The CPA Outlook Index—a comprehensive gauge of executive sentiment within the AICPA survey— rose two points in the fourth quarter to 81, a post-recession high. The index is a composite of nine, equally weighted survey measures set on a scale of 0 to 100, with 50 considered neutral and greater numbers signifying positive sentiment.

Other key findings of the survey:

  • Asked about their take on potential interest rate hikes over the next 12 months, three-in-four business executives said they had at least a slight concern. But only 10 percent viewed this as a “significant concern.”
  • Asked to quantify the federal tax reform law’s impact on their earnings this year, half of our respondents, excluding those from the not-for-profit sector, expect it to have a positive impact, while 36 percent said they anticipate it will have no impact.

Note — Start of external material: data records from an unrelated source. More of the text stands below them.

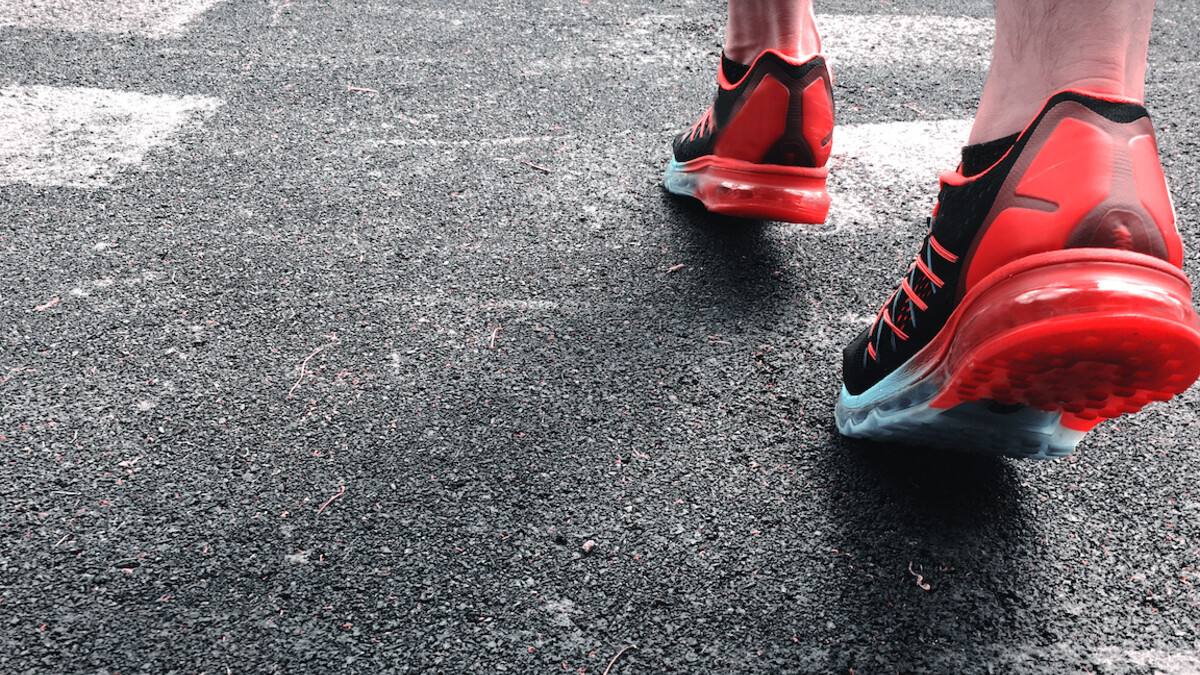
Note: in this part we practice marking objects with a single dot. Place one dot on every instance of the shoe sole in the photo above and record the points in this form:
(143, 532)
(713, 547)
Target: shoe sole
(1038, 354)
(754, 191)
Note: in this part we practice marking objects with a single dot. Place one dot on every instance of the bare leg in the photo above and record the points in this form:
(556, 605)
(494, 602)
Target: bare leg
(757, 25)
(1047, 46)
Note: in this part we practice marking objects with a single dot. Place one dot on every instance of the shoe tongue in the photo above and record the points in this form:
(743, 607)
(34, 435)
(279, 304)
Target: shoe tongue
(732, 70)
(978, 157)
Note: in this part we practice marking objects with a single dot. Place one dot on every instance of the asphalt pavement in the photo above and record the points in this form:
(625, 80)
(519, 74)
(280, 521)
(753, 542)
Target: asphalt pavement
(361, 336)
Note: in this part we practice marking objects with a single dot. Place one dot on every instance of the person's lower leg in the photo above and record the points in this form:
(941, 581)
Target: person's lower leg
(1047, 46)
(756, 25)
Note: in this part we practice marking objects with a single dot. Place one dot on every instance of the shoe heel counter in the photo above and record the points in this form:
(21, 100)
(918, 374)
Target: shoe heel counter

  • Some 29 percent of companies said any tax savings from federal tax reform would go to increased capital spending. Seventeen percent said they would use savings to pay down debt, while almost 13 percent said they would hire more workers. Ten percent said they will issue a dividend to investors, and three percent plan to buy back stock. Another five percent expect to acquire or merge with another company.
  • Most business executives (74 percent) said their companies hadn’t yet passed on tax savings to workers in the form of pay increases or benefit changes. Of those that have, 12 percent increased salaries or wages, and just under five percent offered a one-time bonus.
  • The percentage of business executives who expect their company to expand in the coming year increased from 71 percent to 72 percent, a post-recession high.
  • Revenue and profit expectations for the next 12 months have grown every quarter over the past year, and now stand at 5 percent and 4.4 percent, respectively.